Buhari Gives Insight On How He Will Revamp Nigeria’s Economy
The President-elect, Maj General Muhammadu Buhari (rtd), has given insight into how the incoming administration of the All Progressives Congress (APC) plans to deal with the many economic challenges confronting the country when it assumes office on May 29.
Buhari while lamenting the downturn in the oil market and the continued loss of more than 400,000 barrels of crude oil daily through alleged official connivance, said the new administration would focus attention on agriculture and solid mineral development as alternative sources of generating revenue for the country.
Buhari, who stated this when a delegation of northern elders led by a former Nigeria’s permanent representative at the United Nations, Maitama Sule, paid him a congratulatory visit in Abuja yesterday, noted that the state of affairs with regards to the economy and other inherited problems demands a careful and gradual approach to be able to stabilise things.
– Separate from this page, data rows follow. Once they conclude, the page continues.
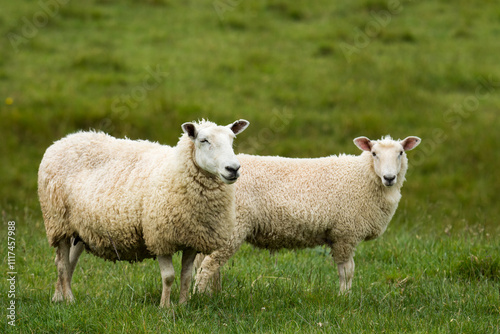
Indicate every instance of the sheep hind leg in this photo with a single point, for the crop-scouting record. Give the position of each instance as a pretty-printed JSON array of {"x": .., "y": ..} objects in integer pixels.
[
  {"x": 188, "y": 257},
  {"x": 205, "y": 284},
  {"x": 346, "y": 273},
  {"x": 74, "y": 254},
  {"x": 64, "y": 273},
  {"x": 167, "y": 278}
]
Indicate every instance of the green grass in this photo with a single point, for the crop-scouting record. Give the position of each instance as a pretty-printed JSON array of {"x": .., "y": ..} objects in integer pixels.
[
  {"x": 429, "y": 69},
  {"x": 406, "y": 282}
]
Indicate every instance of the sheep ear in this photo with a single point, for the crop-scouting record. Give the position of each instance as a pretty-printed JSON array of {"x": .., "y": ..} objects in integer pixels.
[
  {"x": 190, "y": 129},
  {"x": 409, "y": 143},
  {"x": 239, "y": 126},
  {"x": 363, "y": 143}
]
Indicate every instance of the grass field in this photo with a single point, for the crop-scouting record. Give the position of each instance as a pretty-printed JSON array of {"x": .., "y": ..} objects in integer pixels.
[{"x": 310, "y": 77}]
“In the economy, we have to quickly turn to agriculture and mining because that is where you can do the quickest work and earn results. In other areas, you need to study them and dust all the books and studies and get people, experienced people, committed people and technocrats to come and help the government and identify priorities so that with what is available to us, we can quickly make our people realise their hope for the government they have chosen,” he said.
He asked for understanding by Nigerians to enable him and his team wriggle out of the inherited problems, adding that there is need to first tackle insecurity and unemployment in the country before anything can be put in place including stabilising the economy.
He told the northern elders that as representatives of the people of the north, they should go and persuade their constituents to understand that it is not possible to change the state of affairs overnight.
“We picked three fundamental problems. The first is security. The country has to be secured before anything can be put in place and then the economy. The fact is that more than 60 per cent of the Nigerian population are youths and most of them, whether they have been to school or not are unemployed and this is the biggest danger if we don’t know it.
“So, there must be jobs for these people as quickly as possible for us to even enjoy the relative peace. So, security, getting job for these people and putting the infrastructure in place especially power is vital,” he said.
Speaking on the 16 years of the Peoples Democratic Party’s (PDP) rule, Buhari regretted what he described as the state of mismanagement of the nation’s resources which was more than twice what the country earned between the time of its amalgamation in 1914 and 1999.
“You can imagine what is happening in the high sea where up to 400,000 barrel of crude oil which we rely on is stolen everyday with the full cooperation of those who are supposed to protect it.
“What you will do now, you represent the whole north, the biggest message is to try and persuade people that it is not possible to change the state of affairs overnight, it took 16 years and for those 16 years you also know more than myself that Nigeria earned revenue more than two times what it earned from 1914 till then but you know we used to have Nigeria Airways, Nigeria Railways and others but where are they now? Where are the infrastructure? That is how technically the PDP has dealt with Nigeria in the last 16 years.
“The fuel price has gone down and 90 per cent of foreign exchange we rely on come from that. So, you have to convince your constituencies that you have virtually arrived at the wrong time and that they have to temper their expectation with some justice towards the leadership. I think whatever has to be deployed especially in the churches and mosques, this is the quickest way to communicate this to the ordinary people.
“I think the message you should pass to the churches and the mosques is to continue to remind them of what I said in all the states I visited that security is important. The country has to be secure for anything to take place, and the the economy,” he said.